Quando questa crisi finirà, ci sarà bisogno di una dimensione educativa potente per rimettere in gioco tutte le possibilità presenti nel tessuto sociale. E le scuole paritarie, cattoliche o cristianamente ispirate, giocheranno un ruolo molto importate e per questo vanno salvaguardate.
Monsignor Paolo Martinelli è il vescovo ausiliare e delegato per la Pastorale scolastica. Logico che sulla sua scrivania finiscano tutti problemi delle realtà scolastiche cattoliche che in questo momento vedono messo a rischio il loro futuro e la loro stessa esistenza da una crisi mai vista.
Eccellenza, la situazione appare difficile.

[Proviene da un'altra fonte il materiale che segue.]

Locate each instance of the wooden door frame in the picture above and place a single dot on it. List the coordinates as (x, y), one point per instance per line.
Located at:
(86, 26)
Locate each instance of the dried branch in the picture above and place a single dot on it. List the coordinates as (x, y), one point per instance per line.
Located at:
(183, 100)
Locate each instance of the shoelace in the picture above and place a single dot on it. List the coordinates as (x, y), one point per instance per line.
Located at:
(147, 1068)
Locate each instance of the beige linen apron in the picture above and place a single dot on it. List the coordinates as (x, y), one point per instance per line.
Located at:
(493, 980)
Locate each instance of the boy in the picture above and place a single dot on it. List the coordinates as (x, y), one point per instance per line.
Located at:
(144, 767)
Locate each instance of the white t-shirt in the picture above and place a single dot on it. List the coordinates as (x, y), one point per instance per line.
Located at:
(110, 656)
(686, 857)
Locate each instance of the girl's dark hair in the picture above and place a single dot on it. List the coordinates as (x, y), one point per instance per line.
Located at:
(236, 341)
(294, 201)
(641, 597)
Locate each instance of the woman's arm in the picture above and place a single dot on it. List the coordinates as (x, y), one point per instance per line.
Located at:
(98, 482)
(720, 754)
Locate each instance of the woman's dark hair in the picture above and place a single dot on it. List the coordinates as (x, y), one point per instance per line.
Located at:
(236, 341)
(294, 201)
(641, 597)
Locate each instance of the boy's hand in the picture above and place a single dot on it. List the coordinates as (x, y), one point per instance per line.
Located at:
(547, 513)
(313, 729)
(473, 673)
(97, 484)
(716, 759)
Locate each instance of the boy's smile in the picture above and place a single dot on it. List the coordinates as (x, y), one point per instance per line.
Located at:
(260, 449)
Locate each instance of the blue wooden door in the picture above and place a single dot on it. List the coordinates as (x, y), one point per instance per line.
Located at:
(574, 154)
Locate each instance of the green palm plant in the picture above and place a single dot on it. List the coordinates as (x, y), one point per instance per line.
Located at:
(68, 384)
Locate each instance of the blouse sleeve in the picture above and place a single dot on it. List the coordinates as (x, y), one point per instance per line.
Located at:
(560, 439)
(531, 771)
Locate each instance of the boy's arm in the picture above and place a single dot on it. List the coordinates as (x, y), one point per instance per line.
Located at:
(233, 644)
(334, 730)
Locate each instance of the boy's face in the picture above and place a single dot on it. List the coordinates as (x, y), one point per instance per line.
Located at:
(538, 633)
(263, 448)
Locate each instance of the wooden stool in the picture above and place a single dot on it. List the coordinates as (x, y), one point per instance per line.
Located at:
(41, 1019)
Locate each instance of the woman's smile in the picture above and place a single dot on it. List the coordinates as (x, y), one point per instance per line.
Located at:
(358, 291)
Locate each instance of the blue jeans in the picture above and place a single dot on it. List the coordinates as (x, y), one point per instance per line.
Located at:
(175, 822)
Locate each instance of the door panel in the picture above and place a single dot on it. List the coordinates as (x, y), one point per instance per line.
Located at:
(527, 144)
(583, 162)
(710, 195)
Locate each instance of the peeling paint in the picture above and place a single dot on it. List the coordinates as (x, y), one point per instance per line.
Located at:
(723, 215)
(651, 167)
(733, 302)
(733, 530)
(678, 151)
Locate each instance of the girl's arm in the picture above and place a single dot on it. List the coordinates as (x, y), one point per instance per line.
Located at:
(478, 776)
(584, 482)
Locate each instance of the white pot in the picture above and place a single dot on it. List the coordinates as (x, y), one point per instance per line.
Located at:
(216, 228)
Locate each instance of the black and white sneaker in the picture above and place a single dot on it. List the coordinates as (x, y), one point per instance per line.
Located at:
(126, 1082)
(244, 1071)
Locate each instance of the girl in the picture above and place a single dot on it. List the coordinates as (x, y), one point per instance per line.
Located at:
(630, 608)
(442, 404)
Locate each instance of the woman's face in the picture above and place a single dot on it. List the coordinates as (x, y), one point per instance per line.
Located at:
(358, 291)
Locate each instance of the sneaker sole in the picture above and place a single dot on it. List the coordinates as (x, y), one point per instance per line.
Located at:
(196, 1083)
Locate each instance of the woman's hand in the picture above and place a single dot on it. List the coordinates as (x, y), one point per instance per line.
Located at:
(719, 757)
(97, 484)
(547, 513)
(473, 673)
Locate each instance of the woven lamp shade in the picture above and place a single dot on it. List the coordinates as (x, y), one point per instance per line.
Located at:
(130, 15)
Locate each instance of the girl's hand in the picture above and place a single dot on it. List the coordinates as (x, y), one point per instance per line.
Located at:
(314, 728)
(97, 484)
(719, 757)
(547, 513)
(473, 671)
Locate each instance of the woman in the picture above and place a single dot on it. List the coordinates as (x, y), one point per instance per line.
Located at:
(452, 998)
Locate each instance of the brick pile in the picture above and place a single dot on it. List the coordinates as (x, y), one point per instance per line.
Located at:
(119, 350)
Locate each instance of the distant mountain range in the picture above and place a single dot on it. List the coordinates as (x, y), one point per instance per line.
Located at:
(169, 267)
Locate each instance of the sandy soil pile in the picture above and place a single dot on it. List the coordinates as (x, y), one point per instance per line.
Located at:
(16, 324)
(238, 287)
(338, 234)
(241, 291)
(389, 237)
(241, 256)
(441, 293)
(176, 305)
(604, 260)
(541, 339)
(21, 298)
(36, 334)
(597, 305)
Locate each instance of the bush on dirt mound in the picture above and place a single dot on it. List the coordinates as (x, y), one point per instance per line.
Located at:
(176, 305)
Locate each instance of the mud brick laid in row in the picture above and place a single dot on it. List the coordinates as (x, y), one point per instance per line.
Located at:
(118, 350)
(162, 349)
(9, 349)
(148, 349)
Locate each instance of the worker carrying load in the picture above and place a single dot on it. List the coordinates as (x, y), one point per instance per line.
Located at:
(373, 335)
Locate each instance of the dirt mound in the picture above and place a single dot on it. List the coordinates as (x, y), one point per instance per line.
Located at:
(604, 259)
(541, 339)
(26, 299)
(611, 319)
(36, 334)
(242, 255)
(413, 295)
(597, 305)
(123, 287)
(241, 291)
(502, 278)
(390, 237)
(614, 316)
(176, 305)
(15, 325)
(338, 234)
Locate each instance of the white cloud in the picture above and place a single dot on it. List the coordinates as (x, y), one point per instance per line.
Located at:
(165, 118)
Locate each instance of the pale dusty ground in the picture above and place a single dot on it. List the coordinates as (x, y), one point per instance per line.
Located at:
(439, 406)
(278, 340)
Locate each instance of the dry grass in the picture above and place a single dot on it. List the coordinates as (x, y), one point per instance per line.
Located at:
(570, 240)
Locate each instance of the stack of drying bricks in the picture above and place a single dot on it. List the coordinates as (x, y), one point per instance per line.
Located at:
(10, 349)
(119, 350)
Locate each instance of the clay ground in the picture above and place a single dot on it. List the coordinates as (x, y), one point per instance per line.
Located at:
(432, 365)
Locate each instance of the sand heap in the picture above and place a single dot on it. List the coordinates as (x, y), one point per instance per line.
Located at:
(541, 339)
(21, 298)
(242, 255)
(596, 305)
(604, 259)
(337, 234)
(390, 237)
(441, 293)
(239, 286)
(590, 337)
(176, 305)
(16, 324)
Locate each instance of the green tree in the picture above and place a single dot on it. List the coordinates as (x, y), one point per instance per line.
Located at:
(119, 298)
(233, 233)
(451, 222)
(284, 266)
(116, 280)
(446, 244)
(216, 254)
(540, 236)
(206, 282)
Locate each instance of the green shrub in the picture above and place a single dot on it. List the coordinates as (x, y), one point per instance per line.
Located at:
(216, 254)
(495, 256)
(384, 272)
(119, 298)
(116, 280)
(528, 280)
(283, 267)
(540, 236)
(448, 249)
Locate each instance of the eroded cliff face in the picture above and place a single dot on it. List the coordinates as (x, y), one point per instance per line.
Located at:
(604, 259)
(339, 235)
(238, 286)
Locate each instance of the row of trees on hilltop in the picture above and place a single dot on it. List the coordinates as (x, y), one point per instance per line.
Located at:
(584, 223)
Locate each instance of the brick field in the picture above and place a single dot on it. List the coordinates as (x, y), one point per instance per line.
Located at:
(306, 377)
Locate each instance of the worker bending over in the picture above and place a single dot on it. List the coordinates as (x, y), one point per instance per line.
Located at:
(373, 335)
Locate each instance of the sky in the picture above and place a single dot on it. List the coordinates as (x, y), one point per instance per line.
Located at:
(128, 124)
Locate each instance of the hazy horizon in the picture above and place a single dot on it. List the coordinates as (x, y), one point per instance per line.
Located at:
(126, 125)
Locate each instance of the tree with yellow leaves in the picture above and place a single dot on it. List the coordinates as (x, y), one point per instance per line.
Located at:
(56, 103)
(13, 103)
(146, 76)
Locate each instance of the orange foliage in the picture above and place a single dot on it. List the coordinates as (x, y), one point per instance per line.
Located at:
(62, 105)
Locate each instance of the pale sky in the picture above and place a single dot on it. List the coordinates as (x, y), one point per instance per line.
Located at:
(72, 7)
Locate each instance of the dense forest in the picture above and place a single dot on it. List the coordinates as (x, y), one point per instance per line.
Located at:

Per prima cosa bisogna ricordare il grande sforzo che queste scuole stanno facendo per assicurare la continuità didattica agli studenti. Dalle scuole primarie a quelle secondarie di primo o secondo grado. Un lavoro importantissimo portato avanti con impegno e dedizione. Senza dimenticare le scuole dell’infanzia che si ingegnano, in molti casi, di mantenere contatti anche con i bambini più piccoli. Uno sforzo non da poco. La situazione è difficile, ci sono due ordini di problemi. Il primo è quello contingente. Gli istituti devono garantire oltre alla continuità didattica anche gli stipendi a docenti e personale scolastico. Si può risparmiare in molti modi ma gli stipendi vanno corrisposti anche in considerazione del fatto che un professore di una scuola paritaria prende meno di uno delle statali. Ma è difficile andare a chiedere le rette alle famiglie. Anche perché le stesse famiglie possono avere problemi di liquidità.
Accennava a un secondo problema.
Se si ferma tutto, le scuole meno grandi, e penso soprattutto alle scuole materne parrocchiali, andranno incontro a difficoltà grandissime soprattutto nel futuro. Si tratta di esperienze che nascono dal basso, in una logica di sussidiarietà che spesso hanno alle spalle decine e decine di anni di esistenza. La loro scomparsa sarebbe una ferita alla comunità.
Quali soluzioni si potrebbero prospettare?
Stiamo cercando di sensibilizzare le istituzioni, dal governo centrale e quelli locali. Non si tratta di difendere posizioni di parte ma la chiusura di questi istituti avrebbe una ricaduta pubblica fortissima. Verrebbe meno un bene che ha una rilevanza sociale importantissima. Senza contare il colpo che verrebbe inferto alla libertà educativa. Questo problema si ripropone con grande urgenza. Occorre una sensibilità che scardini ogni pregiudizio perché le nostre sono davvero realtà che partono dal basso.
Quali strumenti si possono immaginare?
Credo che occorra aiutare le famiglie perché possano affrontare questa crisi che è davvero senza paragone. E quando si ripartirà la dimensione educativa giocherà un ruolo importantissimo. Sarebbe grave se l’Italia non fosse in grado di giocare tutte le possibilità. La carta educativa è la più importante per essere capaci di immaginare e costruire il futuro.